Don’t try to tell Nancy Pau, Gary Burke, Matt Poole or Graham Taylor that winter is not a bona fide natural disturbance.

They are, respectively, wildlife biologist, engineering equipment operator, visitor services manager and project leader at Parker River National Wildlife Refuge in Massachusetts.

They know that winter is a profound disturbance that has varied effects on wildlife, habitat, infrastructure and visitors at the barrier island refuge.

Nancy Pau, the biologist, points out winter’s beneficial effects on habitat and the challenges it poses for wildlife.

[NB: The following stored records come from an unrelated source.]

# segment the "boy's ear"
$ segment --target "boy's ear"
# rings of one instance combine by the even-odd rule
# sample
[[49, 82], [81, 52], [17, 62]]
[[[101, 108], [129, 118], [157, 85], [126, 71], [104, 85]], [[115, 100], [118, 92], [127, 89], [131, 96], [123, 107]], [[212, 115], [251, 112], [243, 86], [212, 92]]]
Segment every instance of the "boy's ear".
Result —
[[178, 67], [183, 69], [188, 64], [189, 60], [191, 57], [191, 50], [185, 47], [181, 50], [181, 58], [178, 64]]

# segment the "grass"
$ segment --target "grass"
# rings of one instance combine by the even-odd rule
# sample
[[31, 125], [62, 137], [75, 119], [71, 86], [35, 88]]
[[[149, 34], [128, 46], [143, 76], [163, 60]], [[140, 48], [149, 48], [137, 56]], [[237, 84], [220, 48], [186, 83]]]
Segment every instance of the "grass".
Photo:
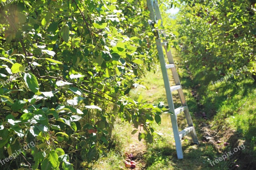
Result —
[[[241, 169], [256, 168], [256, 163], [253, 160], [256, 156], [255, 84], [249, 78], [241, 78], [214, 86], [211, 81], [220, 79], [214, 73], [198, 68], [190, 76], [187, 63], [175, 51], [172, 53], [180, 77], [182, 77], [180, 78], [181, 84], [200, 144], [192, 144], [191, 138], [185, 137], [182, 141], [184, 158], [179, 160], [168, 115], [162, 115], [161, 125], [154, 125], [156, 130], [164, 135], [156, 138], [150, 144], [139, 142], [137, 134], [131, 134], [134, 129], [132, 125], [117, 120], [107, 156], [100, 158], [93, 166], [96, 169], [125, 169], [123, 161], [126, 152], [133, 153], [135, 156], [138, 163], [137, 169], [229, 169], [236, 164]], [[156, 104], [162, 102], [167, 105], [160, 65], [158, 68], [155, 73], [147, 72], [141, 80], [148, 90], [140, 87], [134, 89], [129, 93], [132, 98], [136, 100], [141, 95], [149, 103]], [[171, 78], [171, 72], [168, 73]], [[173, 85], [173, 81], [170, 79], [170, 84]], [[192, 89], [196, 92], [196, 98], [190, 92]], [[175, 107], [180, 106], [178, 93], [174, 93], [173, 97]], [[205, 113], [206, 120], [203, 118], [202, 112]], [[186, 126], [182, 114], [178, 115], [178, 122], [180, 130]], [[208, 142], [205, 138], [207, 133], [212, 138]], [[217, 144], [217, 140], [221, 143]], [[224, 146], [223, 144], [226, 142], [229, 144]], [[212, 162], [242, 144], [245, 146], [244, 150], [226, 161], [211, 166], [209, 161]]]

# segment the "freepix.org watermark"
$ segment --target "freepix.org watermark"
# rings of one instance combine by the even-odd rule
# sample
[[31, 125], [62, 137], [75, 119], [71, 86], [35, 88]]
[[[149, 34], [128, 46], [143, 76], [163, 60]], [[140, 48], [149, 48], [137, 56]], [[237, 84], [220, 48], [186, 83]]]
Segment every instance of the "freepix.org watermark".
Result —
[[[36, 66], [34, 65], [32, 65], [30, 64], [26, 68], [25, 68], [25, 69], [24, 69], [24, 71], [25, 72], [27, 72], [29, 70], [31, 70], [31, 68], [30, 68], [30, 67], [33, 68], [33, 69], [35, 69], [36, 68]], [[13, 75], [12, 77], [11, 77], [9, 79], [7, 79], [4, 82], [1, 81], [0, 82], [0, 85], [6, 85], [6, 83], [8, 83], [10, 82], [11, 82], [13, 79], [15, 79], [16, 78], [18, 78], [19, 77], [19, 74], [21, 73], [21, 74], [24, 74], [24, 73], [22, 72], [19, 72], [19, 73], [17, 73]]]
[[11, 155], [9, 156], [8, 158], [6, 158], [2, 160], [0, 160], [0, 163], [2, 165], [4, 165], [4, 164], [5, 164], [6, 162], [8, 162], [9, 161], [16, 158], [22, 152], [28, 149], [30, 147], [33, 148], [34, 147], [35, 143], [33, 141], [32, 141], [29, 143], [28, 144], [24, 146], [23, 147], [23, 150], [22, 150], [22, 148], [20, 148], [18, 151], [15, 150], [14, 152]]
[[[248, 69], [245, 65], [244, 65], [243, 66], [243, 70], [244, 71], [246, 71], [248, 70]], [[228, 80], [229, 78], [233, 77], [234, 75], [237, 75], [243, 71], [243, 70], [242, 70], [242, 67], [241, 67], [240, 68], [240, 69], [237, 69], [236, 70], [236, 71], [233, 71], [231, 73], [228, 73], [228, 76], [225, 76], [224, 77], [220, 78], [220, 80], [218, 80], [217, 81], [214, 82], [213, 81], [212, 81], [212, 85], [215, 85], [216, 82], [219, 84], [223, 81], [224, 81], [224, 80], [225, 80], [226, 82], [227, 82], [228, 81]], [[214, 84], [213, 84], [213, 83], [214, 83]]]
[[10, 4], [13, 1], [17, 2], [17, 0], [7, 0], [5, 2], [2, 2], [2, 5], [3, 5], [3, 6], [4, 6], [6, 5], [7, 4]]
[[[232, 155], [238, 151], [240, 151], [241, 149], [240, 148], [240, 147], [241, 148], [242, 148], [242, 150], [244, 150], [245, 148], [245, 147], [244, 146], [243, 144], [241, 144], [240, 146], [238, 146], [237, 148], [234, 148], [233, 150], [234, 152], [232, 152], [232, 151], [228, 152], [228, 153], [227, 153], [227, 152], [225, 152], [225, 154], [219, 157], [218, 159], [215, 159], [212, 162], [212, 161], [210, 161], [210, 164], [211, 164], [211, 165], [212, 166], [213, 165], [215, 165], [214, 162], [216, 164], [218, 164], [220, 162], [222, 161], [223, 160], [225, 160], [227, 158], [229, 157], [230, 155]], [[213, 164], [213, 165], [212, 165]]]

“Winter and its thaw are very important to the salt marsh’s ability to grow in elevation over time,” she says. “Much of the salt marsh is frozen over the winter, including portions of tidal creeks. As the tides ebb and flood, it pushes ice chunks onto the marsh surface. These ice chunks have sediment—mainly mud from creek bottoms—and various organic matter. This is believed to be a main way that marshes get sediments, which is very important to it being able to grow and accumulate, especially with rising sea levels.”

She notes that spring snowmelt also fills vernal pools in the refuge’s dunes. Those pools, which are the only source of freshwater for wildlife on the island, provide breeding habitat for amphibians and reptiles. And winter precipitation fills the refuge’s three freshwater impoundments.

On the minus side, Pau says, winter means limited and lower nutritional food resources for wildlife as well as less foliage cover and thus more vulnerability to predation.And wind and wave action associated with Nor’easter storms of increasing intensity erode beaches in a way that, combined with other factors, can harm habitat.

Gary Burke, the equipment operator, knows all too well the toll winter takes on infrastructure. Freezing and thawing moisture causes frost heaves and potholes in refuge roads. Snow removal, grading of gravel and increased heavy equipment fuel and facility utility consumption make winter expensive for the refuge. Winter restricts projects such as boardwalk, trail and sign maintenance.

Plus, Burke says, his least favorite aspects of winter are “working outside in extreme cold on equipment that has broken down” and “a snowstorm on a weekend.”

Matt Poole, the visitor services manager, dislikes that winter reduces the number of people who come to the refuge, but he says the season is “a time of unique beauty, particularly when the marsh and dunes are festooned with a blanket of snow.”

And Poole likes that “ongoing Web–based communications about current or new bird sightings can significantly influence visitation in a positive direction. For instance, if a snowy owl is reported to have been seen on the refuge, the word spreads like wildfire.”

Graham Taylor, the project leader, says the most difficult management challenges winter poses are disruptions of facilities operations, postponed partner meetings and refuge closures for dangerous conditions.

However, he says, “I think the biggest plus is that the weather itself—snow, cold temperatures, etc.—help shape the various habitats here for the wildlife seasons to come: migration and breeding. Heavy snows can provide the freshwater needed for our inter–dunal swales and seasonal wetlands for the Eastern spadefoot toad [which hibernates on the refuge in winter] as well as our managed impoundments. The winter storms can also improve nesting habitat for beach nesting birds, such as the piping plover and least tern. Winter also keeps all but the hardiest visitors away, which helps reduces disturbance to wildlife at one of the most stressful times of their year.”

There’s one thing Taylor really doesn’t like, though: “A late–season snow, especially after mid–March, when spring is starting to show signs of arriving.”